0
votes

I made a program in C++ which calculates the mandelbrot-set. Now I want to visualize it (save it in a picture). But when I try to save a 64k picture some problems come up. So what is the best way to save a picture of the pixels or at least to visual it?

Edit:

When I want to create a for Example 64K (61440 * 34560) image there will be the error "Access violation while writing at the position 0x0..." (originally on German and translated) and the program stops. This error appears with very high resolution. On lower resolutions the program works as it is supposed to.

#include <SFML\Graphics.hpp>
#include <stdlib.h>
#include <complex>
#include <cmath>
#include <thread>

//4K :   3840 *  2160
//8K :   7680 *  4320
//16K:  15360 *  8640
//32K:  30720 * 17280
//64K:  61440 * 34560
//128K:122880 * 69120


const unsigned long width  = 61440; //should be dividable by ratioX & numberOfThreads!
const unsigned long height = 34560; //should be dividable by ratioY & numberOfThreads!

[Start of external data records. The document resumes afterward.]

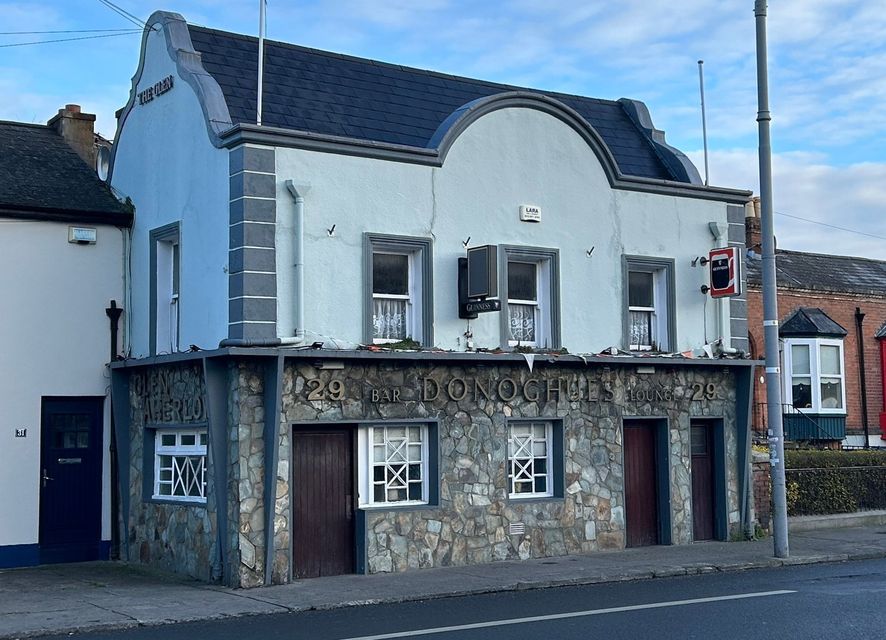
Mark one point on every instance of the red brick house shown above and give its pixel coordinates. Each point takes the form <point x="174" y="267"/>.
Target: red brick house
<point x="832" y="325"/>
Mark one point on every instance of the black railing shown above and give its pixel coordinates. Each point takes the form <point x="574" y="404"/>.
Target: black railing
<point x="798" y="425"/>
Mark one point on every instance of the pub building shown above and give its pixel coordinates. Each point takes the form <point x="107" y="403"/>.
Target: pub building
<point x="414" y="320"/>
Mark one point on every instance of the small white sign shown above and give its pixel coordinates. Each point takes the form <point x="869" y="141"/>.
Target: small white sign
<point x="530" y="213"/>
<point x="81" y="235"/>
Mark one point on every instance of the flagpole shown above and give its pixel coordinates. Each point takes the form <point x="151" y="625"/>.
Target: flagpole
<point x="261" y="60"/>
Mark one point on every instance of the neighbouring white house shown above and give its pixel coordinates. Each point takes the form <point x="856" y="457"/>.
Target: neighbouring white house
<point x="413" y="320"/>
<point x="61" y="271"/>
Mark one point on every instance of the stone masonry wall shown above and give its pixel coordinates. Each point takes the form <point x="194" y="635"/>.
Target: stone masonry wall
<point x="177" y="537"/>
<point x="470" y="523"/>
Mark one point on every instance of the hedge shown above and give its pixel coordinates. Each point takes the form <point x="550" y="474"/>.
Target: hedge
<point x="825" y="459"/>
<point x="822" y="482"/>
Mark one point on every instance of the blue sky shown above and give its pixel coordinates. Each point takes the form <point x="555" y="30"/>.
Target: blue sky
<point x="827" y="77"/>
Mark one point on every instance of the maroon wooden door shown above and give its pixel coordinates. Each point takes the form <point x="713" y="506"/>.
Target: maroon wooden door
<point x="641" y="497"/>
<point x="322" y="509"/>
<point x="702" y="482"/>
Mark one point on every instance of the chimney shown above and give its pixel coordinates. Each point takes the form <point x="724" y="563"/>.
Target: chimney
<point x="753" y="238"/>
<point x="78" y="130"/>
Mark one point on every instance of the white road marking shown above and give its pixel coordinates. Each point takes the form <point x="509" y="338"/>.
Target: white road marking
<point x="572" y="614"/>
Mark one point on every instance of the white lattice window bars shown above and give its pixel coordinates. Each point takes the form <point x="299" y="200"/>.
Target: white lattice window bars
<point x="180" y="465"/>
<point x="529" y="459"/>
<point x="398" y="462"/>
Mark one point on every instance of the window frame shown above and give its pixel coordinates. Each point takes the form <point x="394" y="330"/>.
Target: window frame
<point x="420" y="305"/>
<point x="547" y="261"/>
<point x="366" y="465"/>
<point x="554" y="457"/>
<point x="179" y="450"/>
<point x="815" y="375"/>
<point x="165" y="288"/>
<point x="664" y="312"/>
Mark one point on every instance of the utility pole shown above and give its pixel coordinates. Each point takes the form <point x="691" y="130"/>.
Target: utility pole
<point x="770" y="299"/>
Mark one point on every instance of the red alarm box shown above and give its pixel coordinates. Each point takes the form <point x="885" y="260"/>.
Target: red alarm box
<point x="725" y="272"/>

const unsigned int maxIterations = 500;

const unsigned int numberOfThreads = 6;

const int maxWidth = width / 3;
const int maxHeight = height / 2;
const int minWidth = -maxWidth * 2;
const int minHeight = -maxHeight;

const double ratioX = 3.0 / width;
const double ratioY = 2.0 / height;

sf::Image img = sf::Image();


int getsGreaterThan2(std::complex<double> z, int noIterations) {
    double result;
    std::complex<double> zTmp = z;
    std::complex<double> c = z;
    for (int i = 1; i != noIterations; i++) {
        zTmp = std::pow(z, 2) + c;
        if (zTmp == z) {
            return 0;
        }
        z = std::pow(z, 2) + c;
        result = std::sqrt(std::pow(z.real(), 2) + std::pow(z.imag(), 2));
        if (result > 2) {
            return i;
        }
    }
    return 0;
}


void fillPixelArrayThreadFunc(int noThreads, int threadNr) { //threadNr ... starts from 0

    double imgNumber;
    double realNumber;

    double tmp;

    long startWidth = ((double)width) / noThreads * threadNr + minWidth;
    long endWidth = startWidth + width / noThreads;

    for (long x = startWidth; x < endWidth; x++) {
        imgNumber = x * ratioX;
        for (long y = minHeight; y < maxHeight; y++) {
            realNumber = y * ratioY;
            long xArray = x - minWidth;
            long yArray = y - minHeight;
            tmp = getsGreaterThan2(std::complex<double>(imgNumber, realNumber), maxIterations);
            if (tmp == 0) {
                img.setPixel(xArray, yArray, sf::Color(0, 0, 0, 255));
            }
            else {
                img.setPixel(xArray, yArray, sf::Color(tmp / maxIterations * 128, tmp / maxIterations * 128, tmp / maxIterations * 255, 255));
            }
        }
    }
}

int main() {
    img.create(width, height, sf::Color::Black);

    std::thread *threads = new std::thread[numberOfThreads];
    for (int i = 0; i < numberOfThreads; i++) {
        threads[i] = std::thread(std::bind(fillPixelArrayThreadFunc, numberOfThreads, i));
    }
    for (int i = 0; i < numberOfThreads; i++) {
        threads[i].join();
    }

    img.saveToFile("filename.png");
    return 1;
}
1
Welcome to stackoverflow.com. Please take some time to read the help pages, especially the sections named "What topics can I ask about here?" and "What types of questions should I avoid asking?". Also please take the tour and read about how to ask good questions. Lastly please learn how to create a Minimal, Complete, and Verifiable Example. - Some programmer dude
when I try to save a 64k picture some problems come up... And what exactly are these problems? You cannot expect anyone to give a valid answer with such a vague description. - Jabberwocky
What picture format are you saving as: JPEG? TIFF? PNG? GIF? BMP? WMF? Are there any size limitations for the format you are using? - Thomas Matthews
I am sorry for the bad explaination. It was rather meant as a general question of how to save it properly (which file-format/methods). But I will upload my code shortly. - SgtDomo
Did you run it with a debugger ? - Jabberwocky

1 Answers

0
votes

Your program fails during the call img.create(width, height, sf::Color::Black);.

When you step into the sf::Image::create function you end up here where the newPixels vector is created, this simply fails when width * height is too big as in your case:

////////////////////////////////////////////////////////////
void Image::create(unsigned int width, unsigned int height, const Color& color)
{
    if (width && height)
    {
        // Create a new pixel buffer first for exception safety's sake
        std::vector<Uint8> newPixels(width * height * 4);
                                     ^61440* ^34560 = 8'493'465'600 bytes !!

Conclusion: SFML cannot handle huge images.